Profitability Analysis Profit Center Module

In the profit center module, you can divide the profit center according to products, regions, and management functions ( production, sales, finance, etc. ). In addition, in the SAP profit center module, if you transfer the balance sheet items to the profit center by period, In order to analyze some typical financial indicators such as the return on investment, cash flow, and sales profit margin of the profit center, the profit center is now expanded into an investment center.The profit center module provides information on the cost of revenue for customers and products. If these two basic profit analysis dimensions are sufficient, I don't recommend that they start the profit analysis module, and the number of startup modules will increase dramatically to account for the hard disk.

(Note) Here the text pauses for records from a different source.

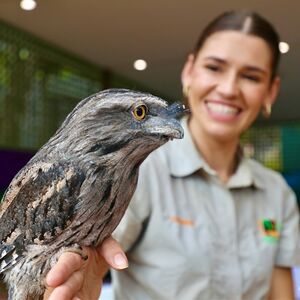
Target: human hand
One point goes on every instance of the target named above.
(73, 278)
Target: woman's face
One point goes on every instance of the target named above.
(228, 83)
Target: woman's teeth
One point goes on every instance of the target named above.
(222, 109)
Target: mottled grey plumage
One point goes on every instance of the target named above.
(75, 190)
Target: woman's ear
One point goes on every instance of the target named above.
(273, 91)
(186, 71)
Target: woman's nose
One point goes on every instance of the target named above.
(228, 86)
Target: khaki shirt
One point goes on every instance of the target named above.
(189, 236)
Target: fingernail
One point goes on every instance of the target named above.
(121, 261)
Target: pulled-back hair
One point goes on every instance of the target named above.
(247, 22)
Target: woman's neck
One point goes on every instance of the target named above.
(220, 155)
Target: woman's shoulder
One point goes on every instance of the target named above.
(266, 175)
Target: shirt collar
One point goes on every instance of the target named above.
(185, 160)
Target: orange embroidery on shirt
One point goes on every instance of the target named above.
(181, 221)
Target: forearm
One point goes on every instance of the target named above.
(282, 284)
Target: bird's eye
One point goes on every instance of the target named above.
(140, 112)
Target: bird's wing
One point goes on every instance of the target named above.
(37, 206)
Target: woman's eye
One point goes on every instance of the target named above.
(214, 68)
(252, 78)
(140, 112)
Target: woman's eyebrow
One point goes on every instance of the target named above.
(247, 67)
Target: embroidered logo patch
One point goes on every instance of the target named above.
(270, 230)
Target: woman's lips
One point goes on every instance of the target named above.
(222, 110)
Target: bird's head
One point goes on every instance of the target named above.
(117, 120)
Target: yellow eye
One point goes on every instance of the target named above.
(140, 112)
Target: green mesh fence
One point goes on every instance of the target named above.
(39, 85)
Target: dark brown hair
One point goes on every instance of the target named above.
(247, 22)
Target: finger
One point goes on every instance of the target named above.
(67, 264)
(69, 288)
(112, 252)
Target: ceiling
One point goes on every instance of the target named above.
(113, 33)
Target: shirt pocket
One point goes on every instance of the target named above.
(257, 257)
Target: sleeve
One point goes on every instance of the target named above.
(138, 211)
(288, 253)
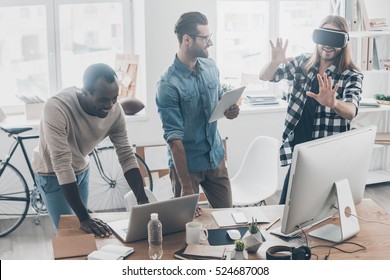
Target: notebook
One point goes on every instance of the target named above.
(224, 218)
(228, 99)
(173, 213)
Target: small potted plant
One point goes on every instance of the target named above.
(253, 237)
(239, 252)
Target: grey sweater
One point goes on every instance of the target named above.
(68, 135)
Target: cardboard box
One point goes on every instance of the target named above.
(33, 111)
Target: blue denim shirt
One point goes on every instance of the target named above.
(185, 101)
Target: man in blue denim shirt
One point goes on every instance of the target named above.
(187, 94)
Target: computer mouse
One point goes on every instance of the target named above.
(234, 234)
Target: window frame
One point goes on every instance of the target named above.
(274, 27)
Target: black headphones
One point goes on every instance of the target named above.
(300, 253)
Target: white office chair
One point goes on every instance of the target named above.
(130, 199)
(257, 177)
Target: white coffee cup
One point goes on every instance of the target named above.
(195, 233)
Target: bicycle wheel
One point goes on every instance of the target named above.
(107, 190)
(14, 199)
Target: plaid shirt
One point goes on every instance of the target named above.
(326, 121)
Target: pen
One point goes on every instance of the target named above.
(271, 224)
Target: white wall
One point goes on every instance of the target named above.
(156, 44)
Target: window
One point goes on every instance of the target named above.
(244, 31)
(45, 45)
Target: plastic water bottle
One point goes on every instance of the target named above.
(155, 237)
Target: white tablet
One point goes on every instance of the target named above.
(228, 99)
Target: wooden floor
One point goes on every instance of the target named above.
(33, 242)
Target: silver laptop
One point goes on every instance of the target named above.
(173, 213)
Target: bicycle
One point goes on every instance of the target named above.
(16, 196)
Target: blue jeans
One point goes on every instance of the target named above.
(54, 198)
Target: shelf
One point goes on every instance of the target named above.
(378, 176)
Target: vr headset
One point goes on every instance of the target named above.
(330, 37)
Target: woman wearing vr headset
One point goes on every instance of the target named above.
(326, 88)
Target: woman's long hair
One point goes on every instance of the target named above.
(344, 60)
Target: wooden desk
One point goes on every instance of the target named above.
(374, 236)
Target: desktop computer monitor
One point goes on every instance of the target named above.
(328, 175)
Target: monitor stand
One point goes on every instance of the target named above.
(349, 225)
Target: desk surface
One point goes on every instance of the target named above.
(374, 236)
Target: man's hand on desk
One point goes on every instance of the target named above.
(96, 226)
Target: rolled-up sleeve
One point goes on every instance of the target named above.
(168, 103)
(119, 138)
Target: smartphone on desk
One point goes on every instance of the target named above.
(239, 218)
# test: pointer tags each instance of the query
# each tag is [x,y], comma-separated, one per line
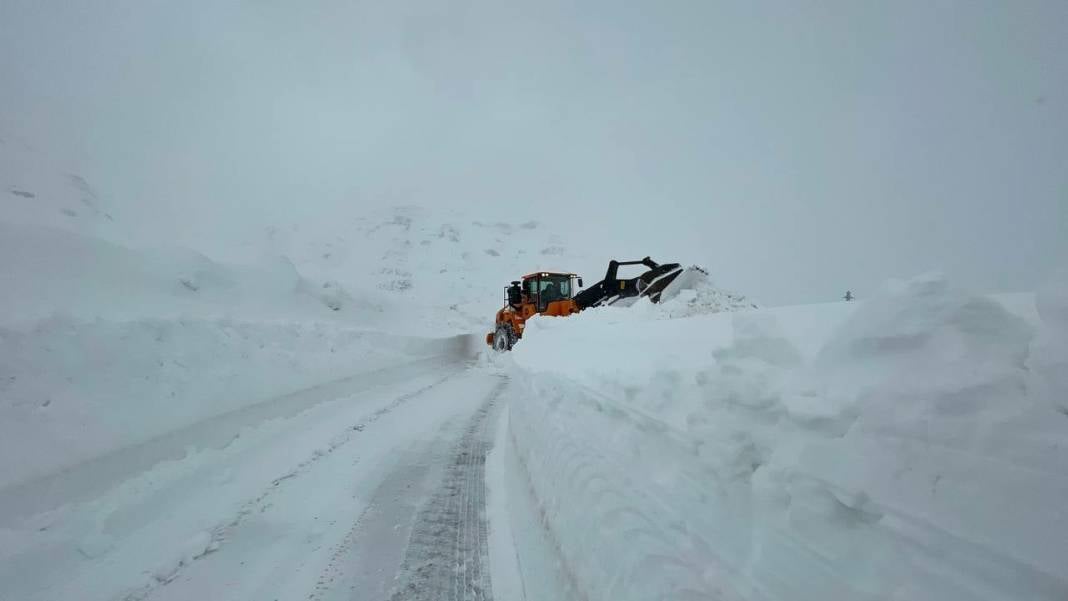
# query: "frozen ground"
[905,447]
[311,425]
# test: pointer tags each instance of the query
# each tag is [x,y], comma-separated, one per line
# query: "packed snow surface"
[304,423]
[911,446]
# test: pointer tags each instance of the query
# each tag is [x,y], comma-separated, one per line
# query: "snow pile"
[692,294]
[907,454]
[49,270]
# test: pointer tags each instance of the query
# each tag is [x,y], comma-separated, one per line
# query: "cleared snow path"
[356,495]
[446,557]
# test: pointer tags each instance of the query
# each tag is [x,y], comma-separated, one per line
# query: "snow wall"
[912,447]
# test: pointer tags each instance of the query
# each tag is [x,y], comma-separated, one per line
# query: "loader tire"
[503,338]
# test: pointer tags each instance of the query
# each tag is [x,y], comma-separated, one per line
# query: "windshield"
[549,288]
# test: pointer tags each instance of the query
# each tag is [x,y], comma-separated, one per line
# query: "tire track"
[446,558]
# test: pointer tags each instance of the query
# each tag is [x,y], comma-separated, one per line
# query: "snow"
[301,415]
[896,448]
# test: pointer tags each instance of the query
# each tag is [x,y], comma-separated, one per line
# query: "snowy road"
[373,492]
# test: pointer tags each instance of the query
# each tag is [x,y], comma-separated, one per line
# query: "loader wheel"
[502,338]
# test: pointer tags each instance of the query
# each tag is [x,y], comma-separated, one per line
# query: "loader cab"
[550,293]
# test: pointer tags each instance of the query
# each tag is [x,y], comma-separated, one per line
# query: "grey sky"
[797,148]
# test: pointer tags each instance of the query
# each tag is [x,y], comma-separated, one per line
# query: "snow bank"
[105,349]
[911,446]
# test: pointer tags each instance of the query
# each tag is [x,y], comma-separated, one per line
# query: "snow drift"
[908,447]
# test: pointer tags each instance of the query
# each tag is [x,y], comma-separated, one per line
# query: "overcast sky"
[796,148]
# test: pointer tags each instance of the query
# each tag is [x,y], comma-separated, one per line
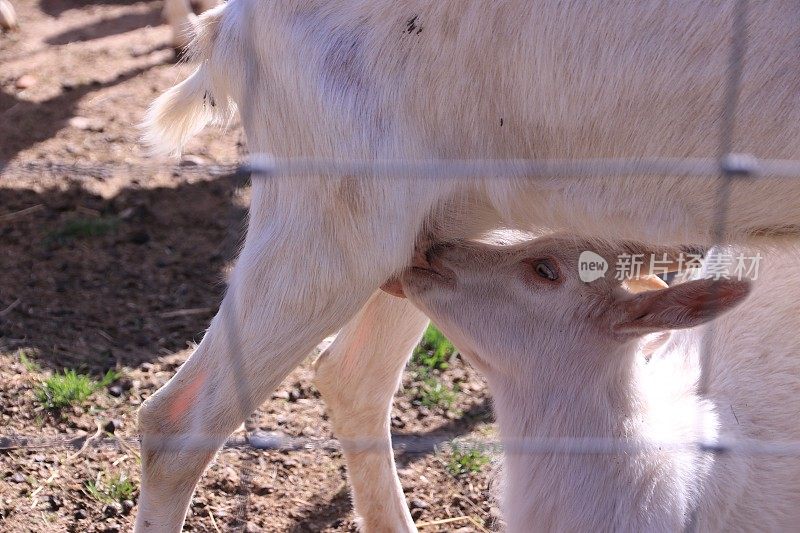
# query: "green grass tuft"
[434,350]
[70,388]
[118,487]
[82,228]
[433,393]
[464,460]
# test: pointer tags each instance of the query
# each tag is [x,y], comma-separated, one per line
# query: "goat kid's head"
[497,302]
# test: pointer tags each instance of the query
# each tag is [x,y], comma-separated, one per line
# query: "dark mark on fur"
[411,25]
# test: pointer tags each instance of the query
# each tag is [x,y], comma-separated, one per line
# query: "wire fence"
[728,166]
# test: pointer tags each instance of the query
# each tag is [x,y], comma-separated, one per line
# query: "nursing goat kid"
[563,360]
[377,79]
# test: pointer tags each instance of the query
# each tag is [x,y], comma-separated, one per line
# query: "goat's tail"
[203,97]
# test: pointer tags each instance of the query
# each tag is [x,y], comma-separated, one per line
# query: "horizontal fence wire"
[263,165]
[268,441]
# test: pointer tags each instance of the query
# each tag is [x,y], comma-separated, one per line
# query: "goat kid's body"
[610,397]
[450,79]
[609,393]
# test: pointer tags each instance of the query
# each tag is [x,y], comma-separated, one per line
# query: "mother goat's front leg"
[357,377]
[296,282]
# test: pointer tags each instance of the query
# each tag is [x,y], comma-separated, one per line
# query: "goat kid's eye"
[545,270]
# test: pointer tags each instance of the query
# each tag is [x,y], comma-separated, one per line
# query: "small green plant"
[70,388]
[433,393]
[118,487]
[464,460]
[81,228]
[434,350]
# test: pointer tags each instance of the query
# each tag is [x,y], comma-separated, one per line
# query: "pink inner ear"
[719,296]
[394,287]
[682,306]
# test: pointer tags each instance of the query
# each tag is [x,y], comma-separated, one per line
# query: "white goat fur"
[448,79]
[8,17]
[557,369]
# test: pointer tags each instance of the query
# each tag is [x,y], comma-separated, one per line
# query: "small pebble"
[25,81]
[416,503]
[252,528]
[111,510]
[112,425]
[86,124]
[55,502]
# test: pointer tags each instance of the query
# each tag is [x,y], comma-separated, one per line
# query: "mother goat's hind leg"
[357,377]
[293,285]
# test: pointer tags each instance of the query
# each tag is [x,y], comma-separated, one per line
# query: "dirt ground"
[124,271]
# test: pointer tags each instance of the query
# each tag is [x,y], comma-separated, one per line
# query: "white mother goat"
[378,79]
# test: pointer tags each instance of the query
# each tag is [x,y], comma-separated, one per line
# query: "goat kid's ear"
[394,287]
[682,306]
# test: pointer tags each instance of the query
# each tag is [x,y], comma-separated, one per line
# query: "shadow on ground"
[101,282]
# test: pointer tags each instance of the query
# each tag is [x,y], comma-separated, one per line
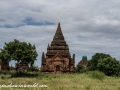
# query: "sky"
[89,26]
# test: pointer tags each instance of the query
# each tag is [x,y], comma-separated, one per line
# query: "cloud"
[89,26]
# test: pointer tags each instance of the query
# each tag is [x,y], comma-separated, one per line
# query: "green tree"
[92,64]
[80,68]
[110,66]
[19,51]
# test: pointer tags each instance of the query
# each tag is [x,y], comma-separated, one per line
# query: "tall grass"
[84,81]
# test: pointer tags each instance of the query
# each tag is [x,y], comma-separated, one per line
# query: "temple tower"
[58,59]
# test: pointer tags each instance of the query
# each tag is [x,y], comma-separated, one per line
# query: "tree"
[19,51]
[80,68]
[92,64]
[110,66]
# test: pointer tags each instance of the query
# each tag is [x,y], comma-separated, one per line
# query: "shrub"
[33,69]
[97,75]
[80,68]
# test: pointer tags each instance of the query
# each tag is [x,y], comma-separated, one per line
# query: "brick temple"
[58,60]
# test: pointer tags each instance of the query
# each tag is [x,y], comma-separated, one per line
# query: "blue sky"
[89,26]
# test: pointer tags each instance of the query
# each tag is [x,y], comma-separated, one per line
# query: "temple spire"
[59,27]
[48,46]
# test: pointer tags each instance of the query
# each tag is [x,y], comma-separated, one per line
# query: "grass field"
[62,82]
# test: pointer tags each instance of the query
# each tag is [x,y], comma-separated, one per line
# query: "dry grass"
[64,82]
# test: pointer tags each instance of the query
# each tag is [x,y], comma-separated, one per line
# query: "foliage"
[33,69]
[24,74]
[92,64]
[19,51]
[80,68]
[97,75]
[110,66]
[63,82]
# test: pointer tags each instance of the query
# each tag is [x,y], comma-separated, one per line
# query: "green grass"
[82,81]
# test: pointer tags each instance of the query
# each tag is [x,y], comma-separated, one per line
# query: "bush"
[110,66]
[33,69]
[80,68]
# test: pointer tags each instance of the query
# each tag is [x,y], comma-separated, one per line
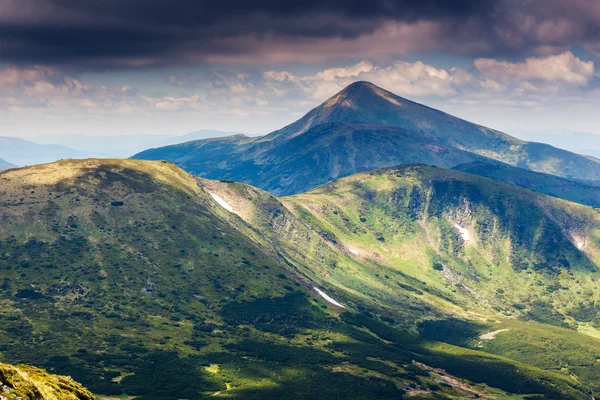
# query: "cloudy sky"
[174,66]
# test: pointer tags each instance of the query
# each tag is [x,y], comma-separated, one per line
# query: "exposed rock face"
[28,383]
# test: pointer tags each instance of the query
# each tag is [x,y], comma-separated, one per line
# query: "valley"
[131,277]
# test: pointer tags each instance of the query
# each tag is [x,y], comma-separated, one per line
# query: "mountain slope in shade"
[135,279]
[578,191]
[323,153]
[457,241]
[5,164]
[363,107]
[29,383]
[23,152]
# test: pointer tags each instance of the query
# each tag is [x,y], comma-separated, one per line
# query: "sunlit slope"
[450,255]
[362,128]
[135,279]
[31,383]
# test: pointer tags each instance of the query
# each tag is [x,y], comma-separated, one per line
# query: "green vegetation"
[362,128]
[572,190]
[129,277]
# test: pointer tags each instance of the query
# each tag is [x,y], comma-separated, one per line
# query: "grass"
[132,280]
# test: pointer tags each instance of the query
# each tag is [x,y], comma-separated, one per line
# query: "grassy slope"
[522,264]
[5,164]
[362,128]
[572,190]
[31,383]
[127,276]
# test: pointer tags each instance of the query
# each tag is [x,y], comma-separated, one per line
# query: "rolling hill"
[361,128]
[582,192]
[5,164]
[138,279]
[24,152]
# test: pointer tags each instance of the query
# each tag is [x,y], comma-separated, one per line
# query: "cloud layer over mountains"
[113,33]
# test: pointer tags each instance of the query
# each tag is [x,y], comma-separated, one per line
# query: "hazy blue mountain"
[578,142]
[122,146]
[363,127]
[24,152]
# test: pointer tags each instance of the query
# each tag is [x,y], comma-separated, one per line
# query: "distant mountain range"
[24,152]
[49,148]
[577,142]
[361,128]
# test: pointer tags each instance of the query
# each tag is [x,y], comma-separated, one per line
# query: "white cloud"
[562,68]
[261,101]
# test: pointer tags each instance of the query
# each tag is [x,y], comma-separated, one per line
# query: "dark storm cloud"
[113,33]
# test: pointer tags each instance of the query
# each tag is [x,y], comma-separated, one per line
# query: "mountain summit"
[364,127]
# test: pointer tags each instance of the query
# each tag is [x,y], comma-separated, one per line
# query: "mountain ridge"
[134,278]
[363,103]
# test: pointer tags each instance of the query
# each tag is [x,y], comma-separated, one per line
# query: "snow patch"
[464,233]
[326,297]
[492,335]
[221,202]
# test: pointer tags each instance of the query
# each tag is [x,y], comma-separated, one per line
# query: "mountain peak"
[361,92]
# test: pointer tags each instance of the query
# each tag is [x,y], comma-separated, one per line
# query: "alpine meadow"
[155,244]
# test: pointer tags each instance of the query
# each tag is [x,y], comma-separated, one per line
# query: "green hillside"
[362,128]
[134,278]
[394,240]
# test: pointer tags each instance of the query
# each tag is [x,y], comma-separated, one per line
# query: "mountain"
[5,164]
[577,142]
[123,146]
[520,266]
[582,192]
[341,136]
[323,153]
[23,152]
[140,280]
[25,382]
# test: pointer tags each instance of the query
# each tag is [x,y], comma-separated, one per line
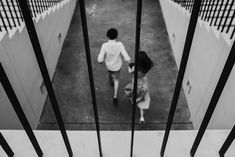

Method for analyzing profit center of profitability

Dividing the profit center is certain, the usual methods of dividing the profit center are:
a . Generate a profit center from a cost center ( group ). In fact, the profit center serves as a concept of a group cost center.
b . Dividing the subordinate units of the group into profit centers according to the business scope, which can avoid the establishment of multi-company codes for subordinate units, and subordinate units can issue related reports according to the profit center.
c. Dividing the profit center according to the finished product or region. When it comes to this, talk about the business scope (business department), such as a large electronics group, the color TV business department, the communication business department, etc. About the profit center and business scope, there are some folk sayings:
i: The profit center was later designed to replace the business area.
ii : Simply understand that the business scope is the concept of FI and the profit center is the concept of CO.
First , the configuration of BA is placed in the FI module, while the profit center (CO-PCA) is in the CO module.
The second is that BA actually shares a set of tables with FI's general ledger Ledger 0 (the FI line item BSEG and the general ledger balance table GLT0 have business scope fields ), which means that business scope adjustment can only be done through FI Posting (of course, including FICO, Reconciliation, the previous section on FICO reconciliation also introduced its principle in detail ), if the business scope needs to be adjusted, obviously a lot of junk FI certificates are not suitable, and we know that the profit center completely uses another account called Ledger 8A .
iii. Larger companies may use both the business scope and the profit center. In addition to the configuration on both sides, a data control problem is left. Therefore, in the new version of ERP, it is preferred to no longer use the business scope and introduce a new Organization unit concept-Segment (report segment), Segment is set in the profit center master data, which greatly simplifies the configuration and business.
Profit analysis always calculates profits through Cost-of-sales accouting (in other words, profit analysis always starts from the sales module ), while the profit center module can use the cost of sales method and period accounting Method (Period Accouting) to calculate profits.
The cost of sales method is similar to the concept of China's profit and loss statement, and it starts from the cost of sales revenue to obtain the net profit in a multi-step manner.